Given a matrix $a$ of size $n \times m$, each cell of which contains a non-negative integer. The integer lying at the intersection of the $i$-th row and the $j$-th column of the matrix is called $a_{i,j}$.

Let's define $f(i)$ and $g(j)$ as the XOR of all integers in the $i$-th row and the $j$-th column, respectively. In one operation, you can either:

• Select any row $i$, then assign $a_{i,j} := g(j)$ for each $1 \le j \le m$; or
• Select any column $j$, then assign $a_{i,j} := f(i)$ for each $1 \le i \le n$.

An example of applying an operation on column $2$ of the matrix.

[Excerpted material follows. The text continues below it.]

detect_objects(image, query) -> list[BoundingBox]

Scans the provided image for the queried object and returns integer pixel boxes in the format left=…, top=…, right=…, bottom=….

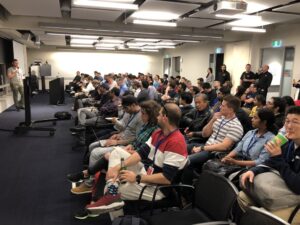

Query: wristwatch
left=135, top=174, right=142, bottom=184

In this example, as we apply an operation on column $2$, all elements in this column are changed:

• $a_{1,2} := f(1) = a_{1,1} \oplus a_{1,2} \oplus a_{1,3} \oplus a_{1,4} = 1 \oplus 1 \oplus 1 \oplus 1 = 0$
• $a_{2,2} := f(2) = a_{2,1} \oplus a_{2,2} \oplus a_{2,3} \oplus a_{2,4} = 2 \oplus 3 \oplus 5 \oplus 7 = 3$
• $a_{3,2} := f(3) = a_{3,1} \oplus a_{3,2} \oplus a_{3,3} \oplus a_{3,4} = 2 \oplus 0 \oplus 3 \oplus 0 = 1$
• $a_{4,2} := f(4) = a_{4,1} \oplus a_{4,2} \oplus a_{4,3} \oplus a_{4,4} = 10 \oplus 11 \oplus 12 \oplus 16 = 29$

You can apply the operations any number of times. Then, we calculate the $\textit{beauty}$ of the final matrix by summing the absolute differences between all pairs of its adjacent cells.

More formally, $\textit{beauty}(a) = \sum|a_{x,y} - a_{r,c}|$ for all cells $(x, y)$ and $(r, c)$ if they are adjacent. Two cells are considered adjacent if they share a side.

Find the minimum $\textit{beauty}$ among all obtainable matrices.